Another effort completed as part of the SLEP is a project that implemented an innovative method to repair leaking raw water pipes by lining the interior with a fiber-reinforced polymer. The repair was conducted to meet an urgent need, and its success is being evaluated to determine if this process will be viable across Arnold where appropriate. Implications are cost avoidance in the millions, plus potentially a ten-fold reduction in schedule required to implement.
2nd Lt. Adam Doyle, a project manager with TSSI, oversaw the pipe restoration.
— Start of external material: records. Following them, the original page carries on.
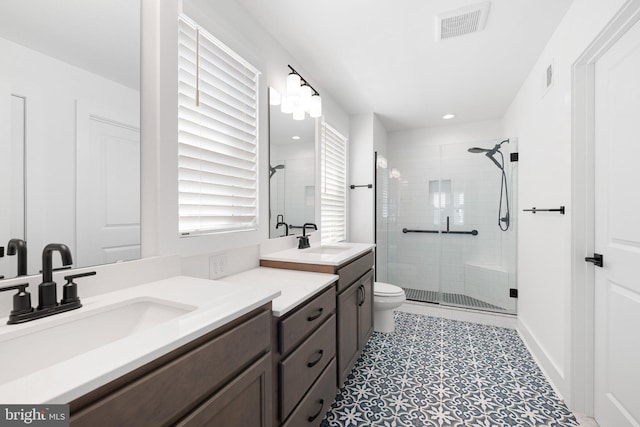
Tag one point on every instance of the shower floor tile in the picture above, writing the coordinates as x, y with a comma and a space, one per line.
449, 373
462, 300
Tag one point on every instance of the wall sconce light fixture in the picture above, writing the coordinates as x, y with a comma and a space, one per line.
300, 97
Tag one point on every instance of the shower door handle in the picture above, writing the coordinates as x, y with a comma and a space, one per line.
597, 260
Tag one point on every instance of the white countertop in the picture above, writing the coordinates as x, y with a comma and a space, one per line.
312, 256
295, 286
211, 304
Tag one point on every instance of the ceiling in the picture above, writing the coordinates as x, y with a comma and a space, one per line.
101, 36
382, 57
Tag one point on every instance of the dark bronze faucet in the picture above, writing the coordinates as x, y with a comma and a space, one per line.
47, 292
303, 241
19, 247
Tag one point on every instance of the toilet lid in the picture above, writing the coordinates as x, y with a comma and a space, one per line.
380, 288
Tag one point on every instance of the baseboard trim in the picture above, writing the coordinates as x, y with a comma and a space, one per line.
550, 369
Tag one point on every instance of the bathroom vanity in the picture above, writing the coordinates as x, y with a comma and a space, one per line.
304, 361
177, 351
353, 264
209, 381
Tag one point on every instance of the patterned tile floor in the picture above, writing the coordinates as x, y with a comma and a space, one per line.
438, 372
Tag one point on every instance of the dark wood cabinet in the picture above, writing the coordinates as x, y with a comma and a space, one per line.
355, 321
304, 363
221, 378
348, 332
365, 309
354, 305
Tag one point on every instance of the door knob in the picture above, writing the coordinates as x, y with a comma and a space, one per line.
597, 260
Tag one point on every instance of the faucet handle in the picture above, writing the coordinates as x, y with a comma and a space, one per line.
21, 300
70, 289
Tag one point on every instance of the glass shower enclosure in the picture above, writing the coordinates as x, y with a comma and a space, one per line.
446, 223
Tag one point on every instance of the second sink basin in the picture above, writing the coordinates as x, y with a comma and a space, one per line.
328, 250
44, 344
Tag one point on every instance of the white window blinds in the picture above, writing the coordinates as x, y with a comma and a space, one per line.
333, 176
217, 135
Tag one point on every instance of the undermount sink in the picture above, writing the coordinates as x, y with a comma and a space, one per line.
328, 250
45, 344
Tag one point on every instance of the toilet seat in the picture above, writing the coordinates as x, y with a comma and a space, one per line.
386, 290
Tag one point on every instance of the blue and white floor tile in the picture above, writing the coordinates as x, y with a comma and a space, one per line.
439, 372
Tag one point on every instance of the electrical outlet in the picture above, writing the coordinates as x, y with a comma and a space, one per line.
217, 265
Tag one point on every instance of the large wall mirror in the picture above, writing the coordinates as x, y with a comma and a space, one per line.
69, 130
291, 172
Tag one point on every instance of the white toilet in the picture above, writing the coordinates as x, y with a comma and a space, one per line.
386, 298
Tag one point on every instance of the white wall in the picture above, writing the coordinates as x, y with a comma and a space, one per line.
228, 22
367, 135
542, 123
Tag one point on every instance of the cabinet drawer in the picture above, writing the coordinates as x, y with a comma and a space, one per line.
300, 369
230, 406
316, 403
164, 394
354, 270
298, 325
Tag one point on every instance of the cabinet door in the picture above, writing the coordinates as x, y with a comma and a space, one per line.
347, 330
245, 402
365, 310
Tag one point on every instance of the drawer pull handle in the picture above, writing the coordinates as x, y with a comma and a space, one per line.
315, 316
313, 417
318, 359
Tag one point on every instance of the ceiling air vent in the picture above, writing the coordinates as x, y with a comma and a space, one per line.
466, 20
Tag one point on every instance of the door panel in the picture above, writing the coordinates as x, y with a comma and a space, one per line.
617, 234
108, 203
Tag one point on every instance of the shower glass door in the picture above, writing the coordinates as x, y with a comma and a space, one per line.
446, 224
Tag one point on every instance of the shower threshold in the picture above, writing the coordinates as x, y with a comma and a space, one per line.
459, 300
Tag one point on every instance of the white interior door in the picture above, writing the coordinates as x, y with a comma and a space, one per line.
617, 238
108, 198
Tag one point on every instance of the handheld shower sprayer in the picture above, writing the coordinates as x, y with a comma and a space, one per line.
490, 153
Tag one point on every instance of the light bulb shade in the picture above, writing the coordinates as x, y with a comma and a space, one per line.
274, 97
293, 85
315, 106
305, 96
286, 105
298, 112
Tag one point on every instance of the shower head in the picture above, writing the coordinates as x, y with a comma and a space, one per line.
478, 150
274, 169
490, 152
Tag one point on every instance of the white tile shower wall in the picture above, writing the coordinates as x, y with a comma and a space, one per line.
424, 261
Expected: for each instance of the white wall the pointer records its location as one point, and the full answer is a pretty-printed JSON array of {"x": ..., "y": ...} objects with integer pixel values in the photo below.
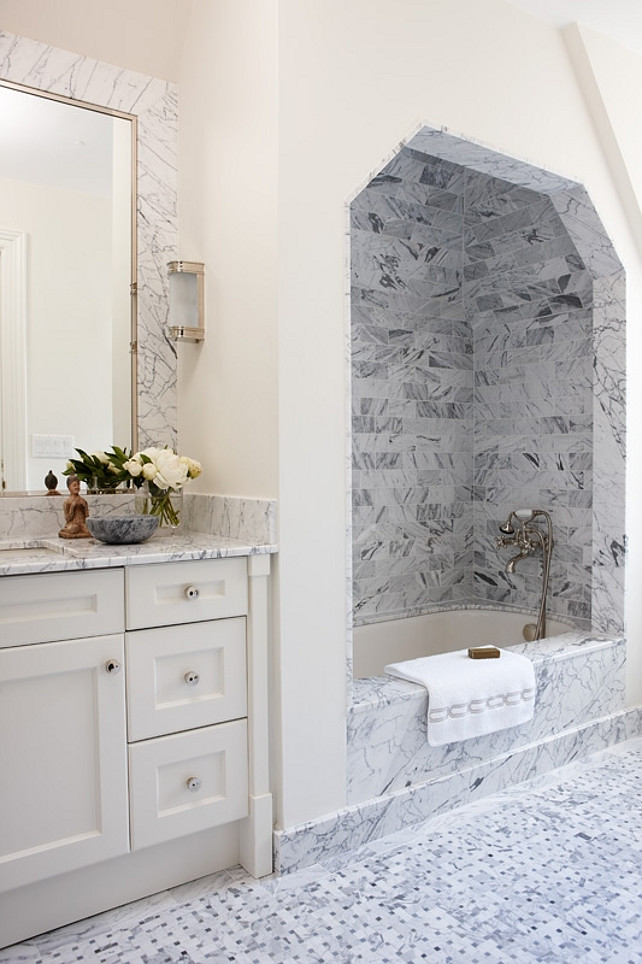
[
  {"x": 354, "y": 77},
  {"x": 143, "y": 35},
  {"x": 68, "y": 314},
  {"x": 227, "y": 219},
  {"x": 611, "y": 78}
]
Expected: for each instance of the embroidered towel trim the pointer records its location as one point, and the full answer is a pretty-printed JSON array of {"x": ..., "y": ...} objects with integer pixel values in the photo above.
[{"x": 471, "y": 697}]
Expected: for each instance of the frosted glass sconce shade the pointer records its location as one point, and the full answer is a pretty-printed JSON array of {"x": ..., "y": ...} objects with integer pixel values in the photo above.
[{"x": 186, "y": 300}]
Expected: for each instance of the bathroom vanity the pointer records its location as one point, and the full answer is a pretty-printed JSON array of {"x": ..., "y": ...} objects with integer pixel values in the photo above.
[{"x": 133, "y": 722}]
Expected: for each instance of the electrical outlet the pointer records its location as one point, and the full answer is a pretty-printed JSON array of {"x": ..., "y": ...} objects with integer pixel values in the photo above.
[{"x": 52, "y": 446}]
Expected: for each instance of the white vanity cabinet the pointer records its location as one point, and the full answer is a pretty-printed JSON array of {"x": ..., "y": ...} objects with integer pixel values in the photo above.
[
  {"x": 63, "y": 760},
  {"x": 187, "y": 697},
  {"x": 133, "y": 734}
]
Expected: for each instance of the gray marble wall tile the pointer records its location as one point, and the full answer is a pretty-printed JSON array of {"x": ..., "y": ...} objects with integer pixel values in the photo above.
[
  {"x": 528, "y": 268},
  {"x": 155, "y": 103}
]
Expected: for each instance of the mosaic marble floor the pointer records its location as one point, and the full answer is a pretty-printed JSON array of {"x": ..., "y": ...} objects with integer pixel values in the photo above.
[{"x": 547, "y": 872}]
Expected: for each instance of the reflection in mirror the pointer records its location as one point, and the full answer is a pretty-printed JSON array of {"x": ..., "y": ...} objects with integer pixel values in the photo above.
[{"x": 66, "y": 256}]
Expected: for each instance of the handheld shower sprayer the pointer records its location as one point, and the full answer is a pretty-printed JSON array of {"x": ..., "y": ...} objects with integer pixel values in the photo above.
[{"x": 527, "y": 538}]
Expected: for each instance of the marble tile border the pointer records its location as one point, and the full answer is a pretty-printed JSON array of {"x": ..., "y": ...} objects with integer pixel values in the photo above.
[
  {"x": 353, "y": 826},
  {"x": 155, "y": 104}
]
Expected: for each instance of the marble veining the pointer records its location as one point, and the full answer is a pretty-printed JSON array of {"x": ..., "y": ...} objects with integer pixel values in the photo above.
[
  {"x": 358, "y": 824},
  {"x": 579, "y": 679},
  {"x": 213, "y": 527},
  {"x": 547, "y": 871},
  {"x": 155, "y": 104}
]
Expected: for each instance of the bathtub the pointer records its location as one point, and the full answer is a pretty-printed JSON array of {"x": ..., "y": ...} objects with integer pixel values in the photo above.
[{"x": 376, "y": 645}]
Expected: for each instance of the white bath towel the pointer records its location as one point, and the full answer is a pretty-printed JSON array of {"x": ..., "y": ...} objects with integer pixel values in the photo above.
[{"x": 471, "y": 697}]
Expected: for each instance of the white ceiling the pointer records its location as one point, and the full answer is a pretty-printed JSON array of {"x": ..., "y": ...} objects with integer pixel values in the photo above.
[{"x": 619, "y": 19}]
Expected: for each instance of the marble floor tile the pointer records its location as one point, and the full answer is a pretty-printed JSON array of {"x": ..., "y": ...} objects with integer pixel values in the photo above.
[{"x": 550, "y": 871}]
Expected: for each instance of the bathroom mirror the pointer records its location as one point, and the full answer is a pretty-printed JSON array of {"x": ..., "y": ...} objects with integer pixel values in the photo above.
[{"x": 67, "y": 266}]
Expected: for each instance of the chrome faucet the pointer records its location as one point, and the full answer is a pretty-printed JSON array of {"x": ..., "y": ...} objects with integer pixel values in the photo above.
[{"x": 527, "y": 538}]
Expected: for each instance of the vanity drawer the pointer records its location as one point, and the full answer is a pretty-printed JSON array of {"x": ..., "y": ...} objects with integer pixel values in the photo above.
[
  {"x": 51, "y": 606},
  {"x": 182, "y": 677},
  {"x": 182, "y": 592},
  {"x": 187, "y": 782}
]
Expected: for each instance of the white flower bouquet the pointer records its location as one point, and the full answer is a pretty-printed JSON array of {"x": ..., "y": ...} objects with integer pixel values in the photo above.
[{"x": 161, "y": 471}]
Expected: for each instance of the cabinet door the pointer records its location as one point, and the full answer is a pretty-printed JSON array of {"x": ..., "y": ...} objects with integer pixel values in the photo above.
[{"x": 63, "y": 757}]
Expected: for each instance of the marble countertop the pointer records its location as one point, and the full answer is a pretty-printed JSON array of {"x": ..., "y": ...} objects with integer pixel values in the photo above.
[{"x": 52, "y": 554}]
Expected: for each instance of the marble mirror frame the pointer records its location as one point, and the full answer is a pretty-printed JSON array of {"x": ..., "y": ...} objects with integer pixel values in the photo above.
[{"x": 154, "y": 103}]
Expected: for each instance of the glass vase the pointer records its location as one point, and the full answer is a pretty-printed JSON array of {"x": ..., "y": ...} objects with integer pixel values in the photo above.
[{"x": 167, "y": 504}]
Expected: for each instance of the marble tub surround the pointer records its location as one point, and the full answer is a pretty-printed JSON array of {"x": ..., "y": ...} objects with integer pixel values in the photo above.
[
  {"x": 541, "y": 872},
  {"x": 155, "y": 104},
  {"x": 487, "y": 356},
  {"x": 579, "y": 679},
  {"x": 458, "y": 776}
]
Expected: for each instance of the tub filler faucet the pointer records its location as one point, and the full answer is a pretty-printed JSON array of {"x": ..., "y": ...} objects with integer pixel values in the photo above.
[{"x": 520, "y": 532}]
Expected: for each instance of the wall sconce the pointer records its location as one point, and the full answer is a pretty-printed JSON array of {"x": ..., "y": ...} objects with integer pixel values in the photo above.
[{"x": 186, "y": 300}]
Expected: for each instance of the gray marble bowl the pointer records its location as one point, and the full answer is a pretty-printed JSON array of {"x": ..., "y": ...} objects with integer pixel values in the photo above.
[{"x": 123, "y": 529}]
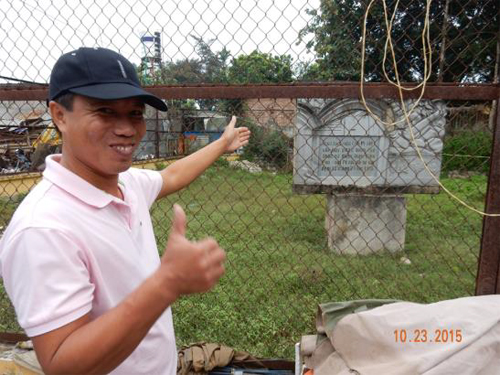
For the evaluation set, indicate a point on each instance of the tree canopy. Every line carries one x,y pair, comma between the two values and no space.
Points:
463,33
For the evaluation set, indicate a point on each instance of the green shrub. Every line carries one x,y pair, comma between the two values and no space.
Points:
268,147
467,151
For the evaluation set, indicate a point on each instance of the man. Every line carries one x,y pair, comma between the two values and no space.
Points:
79,258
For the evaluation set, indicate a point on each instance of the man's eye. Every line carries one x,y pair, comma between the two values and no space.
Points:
106,111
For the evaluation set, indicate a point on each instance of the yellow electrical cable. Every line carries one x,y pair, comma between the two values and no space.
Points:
427,73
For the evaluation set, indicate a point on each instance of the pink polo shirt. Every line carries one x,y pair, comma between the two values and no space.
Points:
72,248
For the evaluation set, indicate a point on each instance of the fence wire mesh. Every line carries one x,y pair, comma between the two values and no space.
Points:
291,242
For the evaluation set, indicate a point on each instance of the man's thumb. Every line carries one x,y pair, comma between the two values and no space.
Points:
179,221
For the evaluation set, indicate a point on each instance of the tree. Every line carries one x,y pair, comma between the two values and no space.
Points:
468,40
259,67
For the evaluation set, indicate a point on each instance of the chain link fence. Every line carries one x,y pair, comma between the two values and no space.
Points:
325,203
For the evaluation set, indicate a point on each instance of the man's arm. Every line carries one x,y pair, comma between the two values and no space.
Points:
184,171
98,346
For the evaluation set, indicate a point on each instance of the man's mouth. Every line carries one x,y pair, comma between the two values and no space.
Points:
125,150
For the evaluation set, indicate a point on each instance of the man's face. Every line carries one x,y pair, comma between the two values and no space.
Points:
100,136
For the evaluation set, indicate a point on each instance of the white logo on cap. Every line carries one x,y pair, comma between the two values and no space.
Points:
122,69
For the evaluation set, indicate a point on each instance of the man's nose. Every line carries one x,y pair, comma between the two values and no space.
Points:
125,127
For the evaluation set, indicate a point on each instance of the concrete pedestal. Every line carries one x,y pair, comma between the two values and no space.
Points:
365,224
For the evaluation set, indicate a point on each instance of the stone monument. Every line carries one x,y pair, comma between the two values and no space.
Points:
364,164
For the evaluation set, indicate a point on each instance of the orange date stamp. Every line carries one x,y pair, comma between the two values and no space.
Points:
439,335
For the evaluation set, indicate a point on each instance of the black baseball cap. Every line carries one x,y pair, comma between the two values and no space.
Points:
98,73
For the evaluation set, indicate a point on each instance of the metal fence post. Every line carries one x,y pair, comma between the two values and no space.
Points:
489,257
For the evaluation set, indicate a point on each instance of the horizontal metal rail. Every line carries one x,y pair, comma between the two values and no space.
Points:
299,90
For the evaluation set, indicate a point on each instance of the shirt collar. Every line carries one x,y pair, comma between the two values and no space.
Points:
75,185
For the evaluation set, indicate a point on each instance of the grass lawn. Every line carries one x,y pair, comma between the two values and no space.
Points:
279,266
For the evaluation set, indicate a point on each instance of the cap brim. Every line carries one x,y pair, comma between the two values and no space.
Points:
114,91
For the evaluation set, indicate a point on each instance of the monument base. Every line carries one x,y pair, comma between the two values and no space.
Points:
365,224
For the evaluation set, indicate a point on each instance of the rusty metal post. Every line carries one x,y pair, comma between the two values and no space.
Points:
157,137
487,281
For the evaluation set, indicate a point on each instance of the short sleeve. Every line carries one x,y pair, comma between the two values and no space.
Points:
47,279
147,181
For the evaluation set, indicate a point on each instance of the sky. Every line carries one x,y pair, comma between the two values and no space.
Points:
35,33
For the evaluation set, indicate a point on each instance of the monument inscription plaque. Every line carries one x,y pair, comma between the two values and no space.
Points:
363,162
338,144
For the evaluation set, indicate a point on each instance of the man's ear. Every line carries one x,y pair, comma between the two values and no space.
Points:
58,114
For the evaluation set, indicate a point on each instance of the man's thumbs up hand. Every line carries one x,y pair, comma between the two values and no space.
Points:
190,267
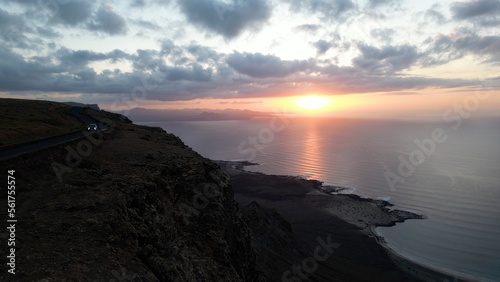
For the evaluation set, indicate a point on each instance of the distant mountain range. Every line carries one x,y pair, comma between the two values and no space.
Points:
81,105
148,115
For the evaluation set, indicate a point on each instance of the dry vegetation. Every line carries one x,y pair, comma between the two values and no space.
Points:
28,120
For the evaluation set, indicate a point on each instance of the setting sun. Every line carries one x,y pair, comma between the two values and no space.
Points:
313,102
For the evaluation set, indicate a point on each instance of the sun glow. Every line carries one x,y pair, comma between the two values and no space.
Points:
313,102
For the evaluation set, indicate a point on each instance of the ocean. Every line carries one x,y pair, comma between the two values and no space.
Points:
448,171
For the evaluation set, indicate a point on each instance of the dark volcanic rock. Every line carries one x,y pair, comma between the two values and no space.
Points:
141,206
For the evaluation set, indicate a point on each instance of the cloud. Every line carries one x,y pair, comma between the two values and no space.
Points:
109,22
322,46
470,9
388,59
329,9
228,20
312,28
73,12
262,66
446,48
378,3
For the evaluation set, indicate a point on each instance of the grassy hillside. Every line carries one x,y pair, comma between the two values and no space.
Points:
27,120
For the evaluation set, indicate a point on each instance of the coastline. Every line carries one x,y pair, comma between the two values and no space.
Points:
364,214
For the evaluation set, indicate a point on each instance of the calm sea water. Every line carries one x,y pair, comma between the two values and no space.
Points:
456,183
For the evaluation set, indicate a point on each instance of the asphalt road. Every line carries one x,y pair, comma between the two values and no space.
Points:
46,143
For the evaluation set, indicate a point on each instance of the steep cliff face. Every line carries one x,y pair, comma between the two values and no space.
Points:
134,204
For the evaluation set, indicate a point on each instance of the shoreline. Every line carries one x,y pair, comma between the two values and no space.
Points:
364,216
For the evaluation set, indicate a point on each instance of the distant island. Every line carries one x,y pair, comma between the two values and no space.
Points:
149,115
134,203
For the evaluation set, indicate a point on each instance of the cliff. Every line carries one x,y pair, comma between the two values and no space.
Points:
133,204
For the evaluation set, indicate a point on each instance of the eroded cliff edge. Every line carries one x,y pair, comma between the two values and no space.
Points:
134,203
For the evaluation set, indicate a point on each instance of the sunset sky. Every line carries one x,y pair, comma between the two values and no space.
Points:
368,58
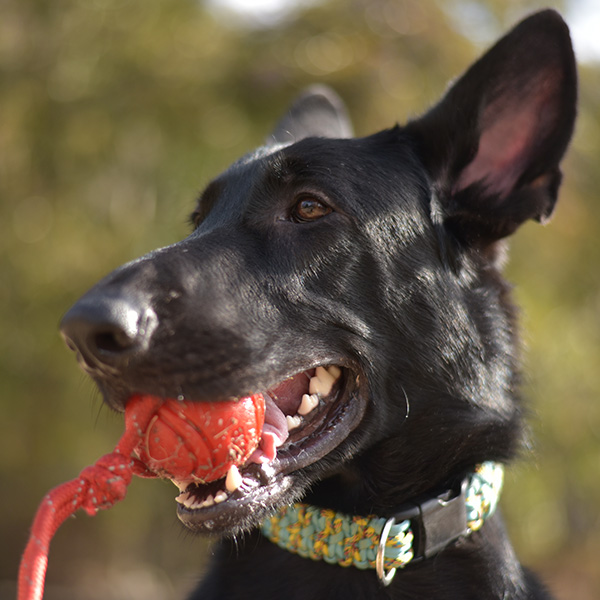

“As a project manager my role is to manage and integrate projects to ensure all cost, schedule and performance requirements are delivered to enhance AEDC test capabilities,” Doyle said. “Along with that, I believe a big portion of my job is delivering the most efficient ways of solving AEDC’s critical needs that could be problematic for the advancement of the National Defense Strategy.”
In addition to restoring and modernizing infrastructure to maintain existing capabilities, TSSI pushes AEDC forward by constructing facilities to meet evermore demanding test needs, such as the hypersonic mission area.
“Open sources tell us that Russia and China have made significant advancements in hypersonic flight in recent years,” said Frank Wonder, Hypersonic Test and Evaluation Investment Program (HyTIP) manager for TSSI. "As a result, hundreds of millions of dollars are being invested, and much of that at AEDC, to advance our nation’s Hypersonic Test and Evaluation infrastructure.
“My role includes bringing our Capital Improvements project management tools and a solid foundation of Systems Engineering principles to assist our Hypersonics Test Branch program managers as they lead these efforts.”
One of the HyTIP efforts is the Hypersonic Test Capability Improvement project, which will transform the former J-5 Large Rocket Motor Test Facility at Arnold AFB into a large-scale clean air variable Mach test facility with a longer runtime than any facility of its kind.
TSSI team members meet the unique projects in the state-of-the-art test facilities head-on.
“As a project manager I work every day to have my finger on the pulse of each project,” said Erin Landry, a project manager for TSSI. “This means that every day I’m thinking about what has happened historically, what is happening presently and how to best position for the future.”